User Guide for Device Fault Manager 1.1 (With LMS 2.0)
Polling

Table Of Contents

Polling

ICMP Polling

SNMP Polling

Just-In-Time Polling Algorithm

Consolidated Requests

Fast ICMP Polling


Polling


These topics describe the polling that DFM uses to collect device data:

ICMP Polling

SNMP Polling

DFM collects data for its analysis using a combination of ICMP and SNMP polling. Fault and performance data is collected using SNMP while device connectivity is monitored using ICMP. DFM implements SNMP and ICMP polling with cooperative adapters running within a domain manager, combining for a fast and reliable method of obtaining data.

ICMP Polling

DFM uses a high-performance, asynchronous ICMP poller. The ICMP poller performs at a consistent rate that is independent of poll response times. DFM achieves this using two asynchronous threads; one thread sends polls and one thread receives polls. Because the send and receive threads operate asynchronously, slow response times or excessive timeouts do not affect the polling rate.

Figure 9-1 shows the four possible states of an element as determined by its response to an ICMP poll.

Figure 9-1 The Four Possible States of an Element During a Polling Cycle

The four states are: up, notification pending, down, and clear pending.

An element stays in the up state until it fails to respond to an ICMP poll. When it fails to respond, the element moves to the notification pending state until DFM can determine whether it is up or down. If the minimum stabilization period expires or the maximum failure retry count is exceeded before a successful ICMP poll occurs, the element moves to the down state. DFM does not poll the element again until the next scheduled polling cycle.

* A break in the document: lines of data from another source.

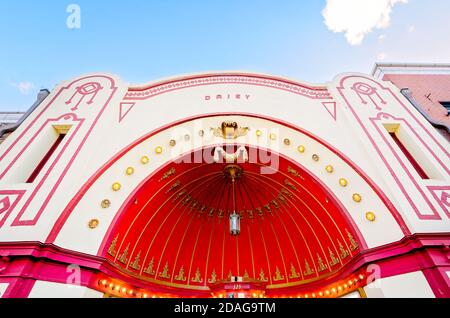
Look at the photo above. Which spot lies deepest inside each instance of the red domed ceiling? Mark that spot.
(175, 231)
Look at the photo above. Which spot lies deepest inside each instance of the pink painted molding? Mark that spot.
(39, 261)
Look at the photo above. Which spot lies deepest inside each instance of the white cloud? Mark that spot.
(24, 87)
(381, 56)
(357, 18)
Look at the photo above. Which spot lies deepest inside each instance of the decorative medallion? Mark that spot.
(294, 273)
(165, 272)
(356, 197)
(353, 243)
(123, 258)
(322, 265)
(180, 276)
(149, 270)
(197, 278)
(168, 174)
(370, 216)
(262, 276)
(112, 247)
(334, 260)
(93, 223)
(213, 278)
(135, 264)
(344, 253)
(308, 270)
(278, 275)
(105, 203)
(343, 182)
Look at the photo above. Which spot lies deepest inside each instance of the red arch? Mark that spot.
(73, 203)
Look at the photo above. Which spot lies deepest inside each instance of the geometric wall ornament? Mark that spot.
(442, 196)
(124, 109)
(8, 201)
(330, 108)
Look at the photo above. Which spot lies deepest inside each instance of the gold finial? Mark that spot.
(135, 264)
(278, 275)
(123, 258)
(180, 276)
(294, 273)
(111, 249)
(149, 270)
(213, 278)
(116, 186)
(165, 272)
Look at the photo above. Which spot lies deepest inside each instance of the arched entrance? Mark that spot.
(306, 214)
(174, 231)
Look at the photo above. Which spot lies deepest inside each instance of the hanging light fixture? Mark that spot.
(234, 172)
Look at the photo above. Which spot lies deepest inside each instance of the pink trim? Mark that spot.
(227, 78)
(19, 194)
(72, 204)
(341, 88)
(440, 200)
(17, 221)
(421, 216)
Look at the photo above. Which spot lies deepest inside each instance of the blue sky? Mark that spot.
(143, 40)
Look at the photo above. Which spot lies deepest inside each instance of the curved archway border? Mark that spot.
(346, 214)
(72, 204)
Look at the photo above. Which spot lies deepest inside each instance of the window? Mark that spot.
(45, 159)
(409, 156)
(446, 105)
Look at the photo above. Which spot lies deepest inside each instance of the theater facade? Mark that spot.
(225, 185)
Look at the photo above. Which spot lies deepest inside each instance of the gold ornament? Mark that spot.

An element stays in the down state until it responds to an ICMP poll. When the element responds, it moves to the clear pending state. If the maximum success retry count is exceeded or the minimum clear pending time expires, the element returns to the up state.

SNMP Polling

The DFM SNMP poller is a synchronous, multi-threaded SNMP polling engine. By default, the SNMP poller uses 10 synchronous polling threads.

The SNMP poller supports SNMP V1, which enables the analysis model to use high-capacity 64-bit counters in its analysis. This is critical for performance analysis of high-speed data links where 32-bit counters may wrap between polls.

Polling for devices with multiple IP addresses is supported because the SNMP poller supports multiple IP addresses for each SNMP agent. The SNMP poller automatically switches to an alternate IP address during failures, ensuring the integrity of DFM's analysis during outages.

Just-In-Time Polling Algorithm

The SNMP poller's MIB variable poll list is driven by a Just-In-Time polling algorithm. This ensures that only those MIB variables needed for analysis are polled. For example, if a port monitored for performance data is disabled, or goes down, the domain manager revokes the SNMP poller's request to monitor performance data for that port and the SNMP poller automatically removes the relevant MIB variables from the poll list. If the port is re-enabled, or comes back up, the variables are automatically put back onto the MIB poll list.

Consolidated Requests

Issuing a single SNMP GET that requests 10 variables is more efficient than issuing 10 GET requests that each request a single variable. The SNMP poller consolidates as many attributes as possible into a single SNMP GET request. The consolidation is not restricted to variables from the same SNMP table. Polling consolidation continually adapts to changes in the MIB variable poll list.

If recoverable errors are encountered during a GET request, the SNMP poller suspends polling of the affected variable and continues to poll the other variables. For example, a MIB variable might become unavailable due to a configuration change. This enables the SNMP poller to operate efficiently during unexpected changes to a device's configuration.

Fast ICMP Polling

Synchronous polling has one drawback: an attempt to poll a device that is down reduces polling throughput. This is because the poller must wait for the initial poll and the subsequent retry polls to timeout before polling the next SNMP agent. The problem is exacerbated by the large timeout and retry values that are often required to handle agents that are slow to respond.

DFM eliminates this problem by linking its SNMP and ICMP pollers. DFM avoids sending SNMP requests to agent addresses that are known to be unreachable. Remember, the DFM ICMP poller is asynchronous and does not slow down, even in the face of a total network outage.

IP addresses that are unresponsive to ICMP polls are added to a "do not poll" list. The SNMP poller checks this list before sending an SNMP request. If the SNMP agent address is on the "do not poll" list, the request is not sent. If the SNMP agent has multiple IP addresses, each address is checked against the list. If an alternate address does not appear in the list, the request is sent to that address. If all addresses for an agent are on the list, the agent is deemed unreachable, and all SNMP requests to that agent are temporarily suspended. As soon as an agent's IP address becomes responsive, the address is removed from the list, and SNMP polling resumes. The net effect is that DFM can support large SNMP timeout and retry values without suffering from polling slow-downs during network outages.